Quelle est la stratégie d’attractivité mise en œuvre pour faire des Rencontres un événement grandissant et pérenne ?
Elle n’a pas fondamentalement changé depuis le départ puisqu’il s’agit toujours de réunir des profils variés – économistes, universitaires, politiques, sociologues, chefs d’entreprise, jeunes… – avec l’intime conviction qu’il faut dialoguer et ouvrir l’économie à tous. Au fil du temps, avec le bouche-à-oreille et l’investissement de la Ville d’Aix-en-Provence, le rendez-vous est devenu incontournable, attirant des personnalités de premier plan. Cette année, ce sont encore plus de 380 personnalités de haut niveau issues de 44 nationalités qui seront présentes, parmi lesquelles Barry Eichengreen, professeur à Berkeley ; Mario Monti, sénateur ; Gabrielle Halpern, philosophe ; Christine Lagarde, présidente de la Banque centrale européenne ; Pierre Levy, ambassadeur de France en Russie ; Olha Stefanishyna, vice-première ministre d’Ukraine, Douglas Kennedy, écrivain, ou Jean Tirole, Prix Nobel d’Économie 2014.

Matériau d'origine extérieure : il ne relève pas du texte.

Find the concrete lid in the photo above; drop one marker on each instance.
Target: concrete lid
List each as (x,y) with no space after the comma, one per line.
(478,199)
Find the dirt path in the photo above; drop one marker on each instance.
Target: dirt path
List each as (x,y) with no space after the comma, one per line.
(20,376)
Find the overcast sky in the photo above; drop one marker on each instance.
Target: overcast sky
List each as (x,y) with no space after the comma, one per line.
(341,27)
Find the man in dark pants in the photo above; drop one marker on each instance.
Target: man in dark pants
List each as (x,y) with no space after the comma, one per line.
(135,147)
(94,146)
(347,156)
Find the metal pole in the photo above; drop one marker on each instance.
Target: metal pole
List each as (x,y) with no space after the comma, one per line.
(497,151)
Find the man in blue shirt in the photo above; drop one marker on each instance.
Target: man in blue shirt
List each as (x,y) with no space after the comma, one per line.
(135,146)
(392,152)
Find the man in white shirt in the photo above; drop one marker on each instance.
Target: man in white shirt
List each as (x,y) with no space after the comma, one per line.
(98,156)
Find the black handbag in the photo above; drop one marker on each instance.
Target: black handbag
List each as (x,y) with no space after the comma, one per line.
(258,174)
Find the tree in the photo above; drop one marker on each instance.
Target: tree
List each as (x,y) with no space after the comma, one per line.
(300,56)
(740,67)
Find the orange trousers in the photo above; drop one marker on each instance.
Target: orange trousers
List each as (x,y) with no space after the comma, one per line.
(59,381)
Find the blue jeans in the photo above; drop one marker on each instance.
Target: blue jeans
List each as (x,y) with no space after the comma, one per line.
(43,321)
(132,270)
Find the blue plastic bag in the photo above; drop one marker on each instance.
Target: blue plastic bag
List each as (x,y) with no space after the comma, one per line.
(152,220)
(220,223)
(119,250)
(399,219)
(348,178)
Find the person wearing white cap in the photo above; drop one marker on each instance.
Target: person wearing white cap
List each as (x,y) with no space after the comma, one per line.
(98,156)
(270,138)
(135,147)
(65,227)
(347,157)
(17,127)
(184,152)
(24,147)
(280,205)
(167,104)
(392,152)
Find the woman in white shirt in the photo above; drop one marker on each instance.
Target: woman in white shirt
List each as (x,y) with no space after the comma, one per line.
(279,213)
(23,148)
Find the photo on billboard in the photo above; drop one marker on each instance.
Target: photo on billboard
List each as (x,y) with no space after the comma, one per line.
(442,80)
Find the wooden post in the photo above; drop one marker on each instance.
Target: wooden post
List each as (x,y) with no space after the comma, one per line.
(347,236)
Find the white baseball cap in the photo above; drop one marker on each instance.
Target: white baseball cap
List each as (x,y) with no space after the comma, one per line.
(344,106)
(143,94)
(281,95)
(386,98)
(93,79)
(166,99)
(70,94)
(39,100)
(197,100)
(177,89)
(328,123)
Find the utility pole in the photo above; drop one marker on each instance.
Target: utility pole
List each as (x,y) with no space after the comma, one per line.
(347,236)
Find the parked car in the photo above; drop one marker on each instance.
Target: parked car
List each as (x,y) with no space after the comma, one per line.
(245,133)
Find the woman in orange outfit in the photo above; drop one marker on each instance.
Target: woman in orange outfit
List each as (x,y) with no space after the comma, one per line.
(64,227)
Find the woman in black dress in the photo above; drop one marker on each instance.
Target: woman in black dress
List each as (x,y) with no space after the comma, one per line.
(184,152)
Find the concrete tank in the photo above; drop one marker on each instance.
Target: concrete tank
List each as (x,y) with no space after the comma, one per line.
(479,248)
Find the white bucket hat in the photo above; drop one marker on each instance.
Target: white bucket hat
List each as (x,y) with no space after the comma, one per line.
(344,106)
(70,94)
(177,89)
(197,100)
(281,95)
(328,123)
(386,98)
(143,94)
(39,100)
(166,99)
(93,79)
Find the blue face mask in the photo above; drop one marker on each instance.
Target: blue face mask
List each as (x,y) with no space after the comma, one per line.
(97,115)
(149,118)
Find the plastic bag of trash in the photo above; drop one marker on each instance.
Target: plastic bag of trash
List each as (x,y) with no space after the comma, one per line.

Pour attirer le grand public, une croissance strictement organique a été privilégiée dans la mesure où nous n’avons pas recours, sauf exception, à des leviers tels que la publicité ou le paid media. C’est également dans cette optique que les Rencontres abordent des sujets grand public tels que le sport, la culture, les médias, l’alimentation ou la démocratie, toujours sous un angle économique. Autre élément : ne jamais avoir noué de partenariats exclusifs avec aucun média fait que l’événement ne s’est jamais enfermé. Enfin, on constate que la crise sanitaire due à la Covid-19 a fait grimper notre dispositif et notre audience en ligne.
Le thème est cette année « Relier les mondes… le temps de la réconciliation ». L'économie est-elle aujourd’hui aussi divisée que la société ?
Les économistes ne sont pas toujours d’accord et c’est normal. En réalité, il existe autant de théories économiques que d’économistes pertinents. C’est peut-être là le principal malentendu pour le grand public autour de l’économie depuis trente ans : les économistes ne sont pas devins ! Ils analysent, constatent et font des rapprochements afin de permettre à chacun de s’en saisir, de s’informer, et d’aiguiser son esprit critique.
Parmi les thèmes explorés figure le rapport de force entre États et IA. Peut-on parler d'opportunités – et de risques – sans précédent pour les États ?
Le thème retenu porte plus précisément sur les leviers existants pour inverser le rapport de force actuel, un intitulé qui correspond déjà à une forme de réponse à la question. Le pouvoir d’influence des acteurs majeurs de l’IA est déjà supérieur à certains États, ce qui ne devrait jamais être le cas. Aucune entreprise ne doit avoir pour objet final de disposer d’un pouvoir supérieur à l’État car ce qui en résulte peut devenir catastrophique pour les citoyens. La véritable question est : comment faire cohabiter États et géants de la tech sans forcément passer par la régulation ou le démantèlement tout en permettant aux institutions de conserver leurs pouvoirs régaliens ? Il y a des choix politiques essentiels à faire très vite sur le projet de société que nous voulons. Pour cela, il faut mettre sur la table toutes les possibilités qu’offrent les nouvelles technologies afin que la société puisse s’en saisir.
Dans la relation qui régit les rapports entre institutions et marques, peut-on considérer que les marques n’ont jamais été aussi fortes ?
Très certainement et ce n’est pas forcément l’idéal. C’est d’ailleurs typiquement ce à quoi sert et doit servir un État : garantir aux citoyens la protection de ses droits essentiels et faire en sorte d’assurer un accès équitable aux outils qui lui permettent de jouir de ses droits.